Hello from the Right Coast!! It feels like Seattle around here right now!


----------



## ccheese (Aug 22, 2007)

Hello Henry:

The book "Flyboys" was an outstanding book, read it a short time ago.
I think the USMC should have taken Ichi Jima off the map.

Welcome to the forum. You may be one of the youngest, but I'm
the oldest (active) member. I was 43 when you were born !

Enjoy....

Charles


----------



## DOUGRD (Aug 22, 2007)

Welcome Rusker! I vote for the Europe trip also. Been to Germany three times and just can't wait to go back. Ever hear of the Bridge at Remegan? (Probably didn't spell that right) I went there a few years ago. Unreal! Cologne was also inspiring. Can't believe the Allies bombed the city into rumble but the cathedral was virtually untouched, and the train station they were trying to knock out is right next door. You can throw a rock from one to the other!


----------



## mkloby (Aug 23, 2007)

Welcome from Pensacola


----------



## Wurger (Aug 23, 2007)

Hallo from the Europe.


----------



## v2 (Aug 23, 2007)

Wurger said:


> Hallo from the Europe.



... especially from Poland


----------



## comiso90 (Aug 23, 2007)

Rusker said:


> Hi I'm Henry from Washington State. I'm probably one of the younger guys on here? I was born in '77.
> 
> I'm an Air Force brat and I've always been into WW2 planes and WW2 in general but only until recently have I REALLY gotten into it. I went to visit Pearl Harbor in the spring and ever since I've been reading various books (just finished _FlyBoys_..wow), and planning other vacations around WW2 sites.
> 
> ...



Welcome.

where were u stationed during your "Brat status"?

.


----------



## Lucky13 (Aug 23, 2007)

Poland ROCKS!!!


----------



## trackend (Aug 23, 2007)

Welcome Rusker


----------



## Rusker (Aug 27, 2007)

comiso90 said:


> Welcome.
> 
> where were u stationed during your "Brat status"?
> 
> .



-Mass
-New Hampshire (Pease AFB)
-Texas (Reese AFB)

..and I was born in the Azores (Portugal) @ Lajes Field, and returned when I was older. 

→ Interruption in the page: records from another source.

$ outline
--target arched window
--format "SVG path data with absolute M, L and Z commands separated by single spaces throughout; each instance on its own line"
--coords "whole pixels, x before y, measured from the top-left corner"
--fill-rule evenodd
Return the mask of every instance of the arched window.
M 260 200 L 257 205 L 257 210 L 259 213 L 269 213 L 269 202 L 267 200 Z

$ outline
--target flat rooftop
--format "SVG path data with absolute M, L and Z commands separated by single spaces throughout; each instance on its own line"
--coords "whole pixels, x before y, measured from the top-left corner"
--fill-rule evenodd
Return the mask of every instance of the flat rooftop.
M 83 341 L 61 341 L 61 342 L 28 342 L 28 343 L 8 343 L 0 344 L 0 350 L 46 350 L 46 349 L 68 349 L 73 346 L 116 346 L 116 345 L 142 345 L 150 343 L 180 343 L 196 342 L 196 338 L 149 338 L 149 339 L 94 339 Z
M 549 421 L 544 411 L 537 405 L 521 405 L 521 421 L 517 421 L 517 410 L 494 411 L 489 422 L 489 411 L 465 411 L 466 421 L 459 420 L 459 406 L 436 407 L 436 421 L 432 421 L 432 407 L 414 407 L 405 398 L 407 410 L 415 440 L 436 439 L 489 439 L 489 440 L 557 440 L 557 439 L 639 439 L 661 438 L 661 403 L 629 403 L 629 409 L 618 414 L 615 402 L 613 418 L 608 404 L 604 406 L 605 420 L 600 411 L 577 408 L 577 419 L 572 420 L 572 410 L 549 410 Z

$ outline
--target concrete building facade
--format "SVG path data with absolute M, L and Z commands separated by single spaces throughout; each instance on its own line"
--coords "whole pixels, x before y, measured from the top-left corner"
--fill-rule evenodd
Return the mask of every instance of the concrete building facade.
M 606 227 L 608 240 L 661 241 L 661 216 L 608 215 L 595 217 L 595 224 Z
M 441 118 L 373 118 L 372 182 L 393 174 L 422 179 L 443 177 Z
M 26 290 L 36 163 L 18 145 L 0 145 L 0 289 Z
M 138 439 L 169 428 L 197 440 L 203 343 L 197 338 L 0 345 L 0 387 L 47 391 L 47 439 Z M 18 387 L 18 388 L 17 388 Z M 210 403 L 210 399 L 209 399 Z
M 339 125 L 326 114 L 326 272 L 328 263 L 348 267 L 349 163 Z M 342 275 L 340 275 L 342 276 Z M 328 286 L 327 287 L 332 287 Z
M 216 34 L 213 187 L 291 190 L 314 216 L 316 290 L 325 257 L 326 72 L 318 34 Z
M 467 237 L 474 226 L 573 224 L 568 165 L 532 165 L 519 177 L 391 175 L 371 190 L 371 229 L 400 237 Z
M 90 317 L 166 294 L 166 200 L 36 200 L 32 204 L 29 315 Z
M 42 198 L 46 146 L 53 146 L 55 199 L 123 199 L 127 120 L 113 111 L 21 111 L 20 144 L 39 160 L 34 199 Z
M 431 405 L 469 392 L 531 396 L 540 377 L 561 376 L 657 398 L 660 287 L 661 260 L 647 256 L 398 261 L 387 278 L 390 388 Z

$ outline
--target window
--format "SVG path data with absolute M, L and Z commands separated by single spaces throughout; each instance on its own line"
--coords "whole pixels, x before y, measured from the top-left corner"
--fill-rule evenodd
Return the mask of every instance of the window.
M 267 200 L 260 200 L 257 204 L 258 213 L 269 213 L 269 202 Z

Any of you in Europe been to the Azores Islands?


----------



## trackend (Aug 27, 2007)

No cant say I have Rusker looks an interesting place though


----------



## ccheese (Aug 27, 2007)

I passed thru Lajes, Azores coming back to the states in late 1955.
All I saw was the canteen and the PX, and lotsa ocean.

Charles


----------



## mosquitoman (Aug 27, 2007)

Welcome, and don't worry about being young- I'm not even 22 yet.


----------



## Wildcat (Aug 27, 2007)

Welcome to the site Rusker.


----------



## Bf109_g (Aug 28, 2007)

Hi there and welcome to the forum, Rusker.


----------



## Lucky13 (Aug 28, 2007)

mosquitoman said:


> Welcome, and don't worry about being young- I'm not even 22 yet.



Almost 22?! WOW that's OLD!!


----------



## mosquitoman (Aug 28, 2007)

Ha ha ha


----------



## Matt308 (Aug 28, 2007)

Bet he never shows up again...


----------



## Wayne Little (Aug 29, 2007)

Hello Rusker, welcome to the site from down under...yes another Aussie...jeez if 22 is old I'm heading towards ancient....


----------



## Rusker (Aug 29, 2007)

Wayne Little said:


> Hello Rusker, welcome to the site from down under...yes another Aussie...jeez if 22 is old I'm heading towards ancient....



I'm feeling the same way now.. haha I just turned 30.


----------



## Rusker (Aug 29, 2007)

Matt308 said:


> Bet he never shows up again...



me?


----------



## Marcel (Aug 29, 2007)

Well I'm from 1975, so I'm not that much older either. Oh and welcome from ancient Europe


----------



## Rusker (Aug 29, 2007)

Really glad to see that many members on the board are from Europe.


----------



## Emac44 (Sep 1, 2007)

G'day Henry. From an Older Former Royal Australian Air Force (RAAF Brat). Nothing wrong with being an AirForce Brat mate least you don't get tired feet or wet feet from being Navy or Army Brat. And if you 20 somethings feel bloody old. Hell I will ring up Social Security and get them to order your wheelchairs and BLIND guide dogs for you


----------



## Rusker (Sep 2, 2007)

Hahahahahahaha


----------



## DerAdlerIstGelandet (Sep 3, 2007)

I might only be nearing 30 but my 6 years in the Army made my body feel like it was 55!


----------



## mkloby (Sep 3, 2007)

DerAdlerIstGelandet said:


> I might only be nearing 30 but my 6 years in the Army made my body feel like it was 55!



Damn military ages your body at 3 times the normal rate! 8 times if you're a grunt!


----------



## trackend (Sep 4, 2007)

Few years down the road and when you're your 50 + those little niggles you picked up start biting back


----------



## Emac44 (Sep 7, 2007)

trackend said:


> Few years down the road and when you're your 50 + those little niggles you picked up start biting back



Biting back Trackend. Those bloody Niggles are launching a full scale attack. Along with the Royal Wrinkle Infantry Battlion and Fusilers


----------